First date. You’re out for dinner and the meal has gone well. Good food, great conversation. The waiter brings the bill, and you ask to pay with your credit card:
May I submit my billing info to your merchant account via your payment gateway?
Your date looks at you askance: nobody talks like that. Do they?
In any software project, there are two main domains: the problem domain and the solution domain. The problem domain is where your customers live. The programmers and other technicians working on solving that problem operate in the solution domain.
Both of those domains contain funny terminology, a dialect of English you can only learn by spending time amongst the people who speak it. This helps you to figure out which domain you’re in by listening to the language being used.
Here are some examples:
This specialised terminology is inevitable. Both business people and technicians need to use specialist language to communicate effectively with their peers. But what about when those two tribes need to speak to each other?

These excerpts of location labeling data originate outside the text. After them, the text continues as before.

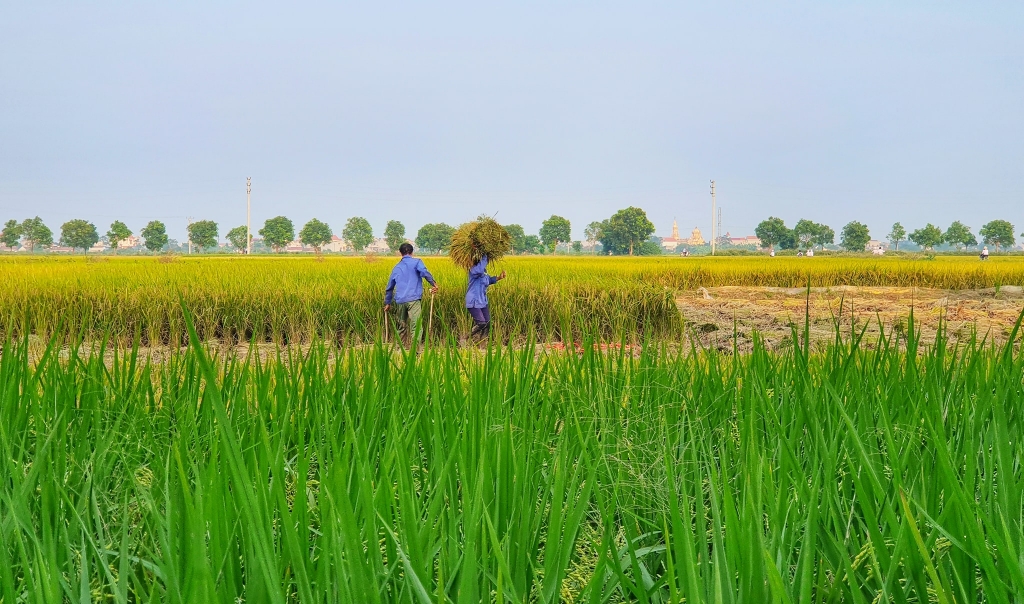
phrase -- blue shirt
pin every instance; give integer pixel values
(406, 284)
(479, 281)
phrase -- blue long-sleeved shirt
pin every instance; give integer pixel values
(479, 281)
(406, 284)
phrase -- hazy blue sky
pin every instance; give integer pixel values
(438, 112)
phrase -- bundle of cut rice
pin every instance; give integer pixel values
(475, 240)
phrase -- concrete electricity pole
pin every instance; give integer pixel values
(713, 217)
(249, 207)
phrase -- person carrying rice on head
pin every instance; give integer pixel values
(475, 245)
(476, 297)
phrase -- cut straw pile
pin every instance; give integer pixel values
(475, 240)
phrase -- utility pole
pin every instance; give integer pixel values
(719, 230)
(249, 207)
(713, 212)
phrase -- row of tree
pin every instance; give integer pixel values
(627, 231)
(855, 235)
(77, 233)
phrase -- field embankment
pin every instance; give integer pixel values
(292, 299)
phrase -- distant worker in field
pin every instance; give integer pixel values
(404, 290)
(476, 297)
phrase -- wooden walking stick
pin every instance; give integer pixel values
(430, 316)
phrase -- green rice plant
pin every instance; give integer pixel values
(854, 473)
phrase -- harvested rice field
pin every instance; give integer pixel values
(727, 315)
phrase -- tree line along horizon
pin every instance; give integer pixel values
(628, 231)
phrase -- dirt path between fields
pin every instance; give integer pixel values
(711, 314)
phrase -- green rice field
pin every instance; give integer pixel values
(631, 466)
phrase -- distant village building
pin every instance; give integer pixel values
(379, 246)
(129, 243)
(742, 241)
(337, 245)
(671, 243)
(695, 238)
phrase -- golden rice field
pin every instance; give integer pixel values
(289, 299)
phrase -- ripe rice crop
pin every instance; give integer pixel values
(855, 474)
(300, 299)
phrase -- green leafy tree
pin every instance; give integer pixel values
(118, 232)
(315, 233)
(649, 248)
(237, 236)
(357, 232)
(626, 230)
(958, 234)
(203, 233)
(36, 233)
(555, 230)
(998, 233)
(897, 234)
(593, 233)
(434, 236)
(394, 234)
(278, 232)
(824, 236)
(518, 238)
(534, 245)
(927, 236)
(855, 236)
(772, 231)
(11, 233)
(79, 233)
(805, 231)
(155, 235)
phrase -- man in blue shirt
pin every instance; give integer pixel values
(404, 290)
(476, 297)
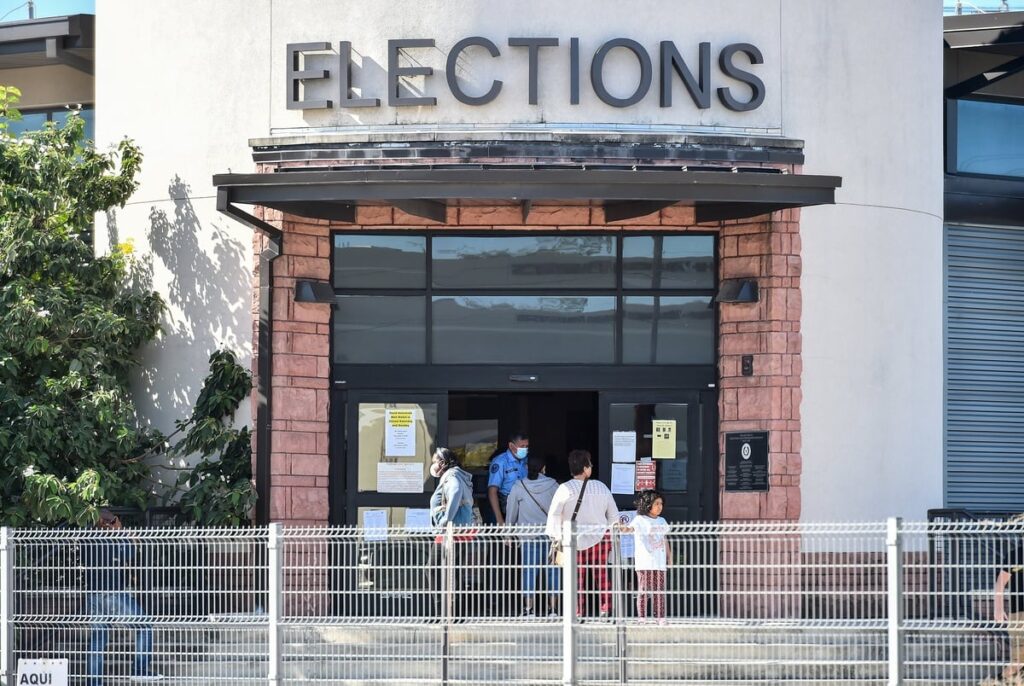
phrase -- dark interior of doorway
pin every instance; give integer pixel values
(479, 425)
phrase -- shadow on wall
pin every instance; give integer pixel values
(208, 305)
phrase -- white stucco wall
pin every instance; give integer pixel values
(859, 82)
(187, 81)
(872, 263)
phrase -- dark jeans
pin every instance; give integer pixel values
(115, 606)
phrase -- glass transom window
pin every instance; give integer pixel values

David West’s Object Thinking eloquently describes the natural divide between these two domains, and the problems it causes. In his view, our job as programmers is to build a model of the problem, and allow a solution to naturally fall out of that model. As soon as we start thinking in solutions, we lose sight of the problem and create ugly solutions. This implies that, as programmers, we need to immerse ourselves in the problem domain.
Using executable acceptance tests written in plain language helps you to keep your language and thinking rooted in the problem domain. This is why I have such an objection to Cucumber scenarios that talk about clicking buttons and filling in fields: they’re jumping into the solution domain too early.
Instead, I like to use Cucumber features as the place where we document our understanding of the problem domain. Writing those features collaboratively with people from both domains helps us to grow that understanding, and increase the overlap between the two domains.